What is the appropriate benchmark for a DIY Momentum you may ask. 

I believe that comparing an active strategy such as Momentum with a passive index is doing a disservice. Yes, the outperformance is awesome, but the products are as different as chalk and cheese – this more so for the Multicap strategy.

Momentum has been awesome since April 2020, but if I were to plot the NAV of my own personal performance with Nifty Smallcap 250 Index and the Nifty Smallcap 100 Index, this is how it would look like

The above chart is useful to understand where the performance is being driven by. What this also provides is a framework of the risk such a high Beta strategy will face if the markets were to start rolling over.

Now to check against some Momentum Indices – primarily Nifty Alpha 50 and Nifty 200 Momentum 30

While Nifty Alpha 50 is not an investable index owing to no funds, it’s a pure Momentum strategy and hence a worthwhile opponent to compare against. Nifty 200 Momentum 30 on the other hand is more like a Nifty Plus strategy and not a pure momentum one given how lagging its rebalances are, but since it’s possible to invest, it’s another one which can be compared against.
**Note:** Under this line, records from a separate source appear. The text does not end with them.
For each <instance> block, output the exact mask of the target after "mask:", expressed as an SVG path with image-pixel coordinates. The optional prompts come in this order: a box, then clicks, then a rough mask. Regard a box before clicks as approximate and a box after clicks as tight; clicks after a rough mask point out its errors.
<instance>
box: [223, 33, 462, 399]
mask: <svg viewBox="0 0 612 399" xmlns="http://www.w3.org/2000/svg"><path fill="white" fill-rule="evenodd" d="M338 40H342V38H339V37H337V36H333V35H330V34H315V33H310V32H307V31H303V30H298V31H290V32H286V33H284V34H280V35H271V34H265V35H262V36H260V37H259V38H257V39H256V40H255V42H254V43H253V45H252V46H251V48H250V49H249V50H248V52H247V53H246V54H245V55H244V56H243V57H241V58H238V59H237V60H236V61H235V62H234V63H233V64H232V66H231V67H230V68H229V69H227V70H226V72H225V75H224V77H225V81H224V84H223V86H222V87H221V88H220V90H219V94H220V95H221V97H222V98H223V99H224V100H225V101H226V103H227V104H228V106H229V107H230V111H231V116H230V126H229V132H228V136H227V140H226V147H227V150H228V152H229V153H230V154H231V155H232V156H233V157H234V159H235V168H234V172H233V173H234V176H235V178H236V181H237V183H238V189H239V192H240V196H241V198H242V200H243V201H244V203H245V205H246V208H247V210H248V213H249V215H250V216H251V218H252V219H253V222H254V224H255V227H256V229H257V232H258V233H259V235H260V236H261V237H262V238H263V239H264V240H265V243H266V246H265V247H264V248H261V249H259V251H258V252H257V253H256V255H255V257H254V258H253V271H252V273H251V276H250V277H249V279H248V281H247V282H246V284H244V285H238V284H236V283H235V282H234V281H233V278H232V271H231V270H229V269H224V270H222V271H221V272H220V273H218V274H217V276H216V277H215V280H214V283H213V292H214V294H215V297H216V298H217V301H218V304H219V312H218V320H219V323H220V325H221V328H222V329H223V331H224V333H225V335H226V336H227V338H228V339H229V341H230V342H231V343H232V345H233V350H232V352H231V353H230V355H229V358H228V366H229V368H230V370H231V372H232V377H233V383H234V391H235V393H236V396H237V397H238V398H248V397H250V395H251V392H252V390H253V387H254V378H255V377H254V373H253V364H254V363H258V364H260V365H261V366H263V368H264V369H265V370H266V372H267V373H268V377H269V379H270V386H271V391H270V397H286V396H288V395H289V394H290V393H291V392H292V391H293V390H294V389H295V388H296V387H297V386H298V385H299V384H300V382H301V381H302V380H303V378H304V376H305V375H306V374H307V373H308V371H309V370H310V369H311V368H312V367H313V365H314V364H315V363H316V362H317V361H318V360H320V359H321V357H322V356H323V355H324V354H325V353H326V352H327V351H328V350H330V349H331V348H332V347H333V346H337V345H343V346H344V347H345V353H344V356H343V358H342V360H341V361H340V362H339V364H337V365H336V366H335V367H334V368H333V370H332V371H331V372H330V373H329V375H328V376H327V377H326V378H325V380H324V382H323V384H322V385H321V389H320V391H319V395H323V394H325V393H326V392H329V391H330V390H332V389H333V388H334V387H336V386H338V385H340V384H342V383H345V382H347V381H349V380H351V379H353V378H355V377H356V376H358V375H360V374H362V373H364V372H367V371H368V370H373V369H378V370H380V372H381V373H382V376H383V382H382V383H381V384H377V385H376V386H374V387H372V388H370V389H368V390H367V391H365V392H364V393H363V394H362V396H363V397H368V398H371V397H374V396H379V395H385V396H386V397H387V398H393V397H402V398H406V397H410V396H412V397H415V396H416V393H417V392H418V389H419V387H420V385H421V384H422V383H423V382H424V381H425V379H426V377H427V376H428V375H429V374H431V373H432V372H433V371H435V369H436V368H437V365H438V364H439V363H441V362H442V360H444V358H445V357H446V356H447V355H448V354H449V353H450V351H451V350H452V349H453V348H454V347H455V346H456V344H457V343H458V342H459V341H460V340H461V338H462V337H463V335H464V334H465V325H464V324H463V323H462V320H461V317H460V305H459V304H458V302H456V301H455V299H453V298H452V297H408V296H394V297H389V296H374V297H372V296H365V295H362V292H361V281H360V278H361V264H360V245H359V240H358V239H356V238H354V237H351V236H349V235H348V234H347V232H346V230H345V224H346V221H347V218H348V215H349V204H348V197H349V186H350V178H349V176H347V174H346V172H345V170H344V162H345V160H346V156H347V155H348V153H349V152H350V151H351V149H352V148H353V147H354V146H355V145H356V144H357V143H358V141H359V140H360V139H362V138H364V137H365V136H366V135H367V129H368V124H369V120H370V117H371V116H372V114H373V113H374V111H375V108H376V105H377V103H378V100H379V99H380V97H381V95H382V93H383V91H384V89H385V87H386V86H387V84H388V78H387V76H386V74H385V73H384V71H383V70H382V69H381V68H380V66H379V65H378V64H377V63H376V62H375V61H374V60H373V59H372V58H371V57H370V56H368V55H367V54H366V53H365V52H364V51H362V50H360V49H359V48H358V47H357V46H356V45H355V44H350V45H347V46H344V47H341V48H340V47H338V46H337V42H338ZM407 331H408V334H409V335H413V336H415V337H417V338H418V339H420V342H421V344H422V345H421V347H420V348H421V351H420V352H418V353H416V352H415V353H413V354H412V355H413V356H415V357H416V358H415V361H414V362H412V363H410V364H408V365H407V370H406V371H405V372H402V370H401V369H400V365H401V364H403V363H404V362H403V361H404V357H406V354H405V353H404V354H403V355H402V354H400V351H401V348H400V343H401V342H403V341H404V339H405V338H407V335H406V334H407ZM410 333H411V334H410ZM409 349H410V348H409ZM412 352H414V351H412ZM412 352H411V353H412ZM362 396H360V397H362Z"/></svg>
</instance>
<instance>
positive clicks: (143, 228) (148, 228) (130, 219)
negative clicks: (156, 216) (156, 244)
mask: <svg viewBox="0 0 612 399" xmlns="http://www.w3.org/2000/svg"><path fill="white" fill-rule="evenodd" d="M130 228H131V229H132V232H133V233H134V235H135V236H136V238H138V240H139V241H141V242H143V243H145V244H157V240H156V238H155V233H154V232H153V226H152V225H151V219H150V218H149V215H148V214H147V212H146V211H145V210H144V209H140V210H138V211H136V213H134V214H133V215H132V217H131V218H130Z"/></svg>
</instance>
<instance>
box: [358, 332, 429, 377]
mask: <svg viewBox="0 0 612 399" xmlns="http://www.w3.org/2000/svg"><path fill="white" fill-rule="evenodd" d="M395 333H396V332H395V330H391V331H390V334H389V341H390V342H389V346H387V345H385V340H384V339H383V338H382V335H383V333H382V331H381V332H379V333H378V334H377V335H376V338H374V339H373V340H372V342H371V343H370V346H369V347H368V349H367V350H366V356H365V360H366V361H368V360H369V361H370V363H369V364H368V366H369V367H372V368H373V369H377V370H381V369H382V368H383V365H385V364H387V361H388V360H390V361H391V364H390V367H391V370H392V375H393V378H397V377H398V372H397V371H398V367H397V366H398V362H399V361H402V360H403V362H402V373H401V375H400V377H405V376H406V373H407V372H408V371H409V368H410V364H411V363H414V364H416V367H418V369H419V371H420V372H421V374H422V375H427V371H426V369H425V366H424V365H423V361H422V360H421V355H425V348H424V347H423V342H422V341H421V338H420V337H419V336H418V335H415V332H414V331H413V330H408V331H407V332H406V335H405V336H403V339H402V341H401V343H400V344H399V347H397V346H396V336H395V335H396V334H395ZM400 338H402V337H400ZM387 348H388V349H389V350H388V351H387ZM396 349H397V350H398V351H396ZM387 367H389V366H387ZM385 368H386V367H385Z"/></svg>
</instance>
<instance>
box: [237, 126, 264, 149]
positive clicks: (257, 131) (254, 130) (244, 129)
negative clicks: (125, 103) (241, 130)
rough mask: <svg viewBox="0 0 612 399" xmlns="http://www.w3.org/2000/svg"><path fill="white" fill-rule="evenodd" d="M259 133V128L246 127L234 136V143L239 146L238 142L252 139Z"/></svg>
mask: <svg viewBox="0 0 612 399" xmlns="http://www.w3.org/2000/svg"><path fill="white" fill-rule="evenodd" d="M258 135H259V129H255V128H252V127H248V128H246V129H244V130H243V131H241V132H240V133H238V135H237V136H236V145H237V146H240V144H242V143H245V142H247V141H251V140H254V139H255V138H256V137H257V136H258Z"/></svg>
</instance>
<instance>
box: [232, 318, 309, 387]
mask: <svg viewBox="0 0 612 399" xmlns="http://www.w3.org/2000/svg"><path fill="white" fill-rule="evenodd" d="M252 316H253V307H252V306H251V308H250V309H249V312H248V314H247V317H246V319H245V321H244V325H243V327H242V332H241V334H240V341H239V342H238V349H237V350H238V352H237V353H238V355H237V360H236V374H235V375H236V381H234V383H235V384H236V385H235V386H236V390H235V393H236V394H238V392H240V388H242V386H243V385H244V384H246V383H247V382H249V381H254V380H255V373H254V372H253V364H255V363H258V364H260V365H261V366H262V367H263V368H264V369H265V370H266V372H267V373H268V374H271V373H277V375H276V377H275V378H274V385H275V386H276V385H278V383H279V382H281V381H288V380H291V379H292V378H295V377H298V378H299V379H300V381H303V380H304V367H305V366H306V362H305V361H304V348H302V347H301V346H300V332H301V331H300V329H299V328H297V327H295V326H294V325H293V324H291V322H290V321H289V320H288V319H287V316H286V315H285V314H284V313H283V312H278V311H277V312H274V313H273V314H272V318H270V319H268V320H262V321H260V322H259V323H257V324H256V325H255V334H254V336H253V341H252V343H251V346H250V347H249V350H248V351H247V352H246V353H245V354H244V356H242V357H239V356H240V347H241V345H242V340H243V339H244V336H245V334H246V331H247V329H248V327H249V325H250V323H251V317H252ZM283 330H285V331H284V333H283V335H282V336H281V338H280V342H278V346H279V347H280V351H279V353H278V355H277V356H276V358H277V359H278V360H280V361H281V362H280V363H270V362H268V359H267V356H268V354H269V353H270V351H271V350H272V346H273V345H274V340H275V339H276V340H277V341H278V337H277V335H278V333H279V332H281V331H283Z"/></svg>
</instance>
Do note that a straightforward comparison in a way is wrong too. Unlike DIY, Mutual Funds gains are tax sheltered and in the long run that can really mean a huge world of difference. Not to mention the advantage of Buy and Forget in the world of Mutual Fund while having to be alert and tinker with the portfolio every week or month as the rebalance frequency tends to be.

The other day, I tweeted this

In my 25 years I have spent in the markets, I have seen a lot of people come and go. Some had exceptionally good returns for a while but mostly lost their way. I wish & try to meet people who are exceptions to that rule. 

For a fund manager, beating the market is what he gets paid for. He can’t have a few lost years and a few great years. Even if the ultimate returns are better than the benchmarks, clients won’t stay {Exceptions alway exist}.

A Momentum or a Value or even a Quality factor will be unlikely to beat the markets every year. This means that one has to have the framework to allow oneself to be beaten by the markets once in a while (or maybe even a bit more).

Finally allocation is more important than returns. Allocation though comes with comfort in the strategy. As a Do it yourself investor, the key is to understand the source of the return and the failure points. It’s that which can help stay sane when the strategy is not working while also not getting hyped up over excess returns in one or two years.

The reason funds managers get rich has to do not only with the leverage provided by assets of the client as also their own confidence in their strategy that allows them to be 100% invested. As a DIY investor, we are our own fund managers.  Its up to us to take the steps necessary to make sure that we are on the right path.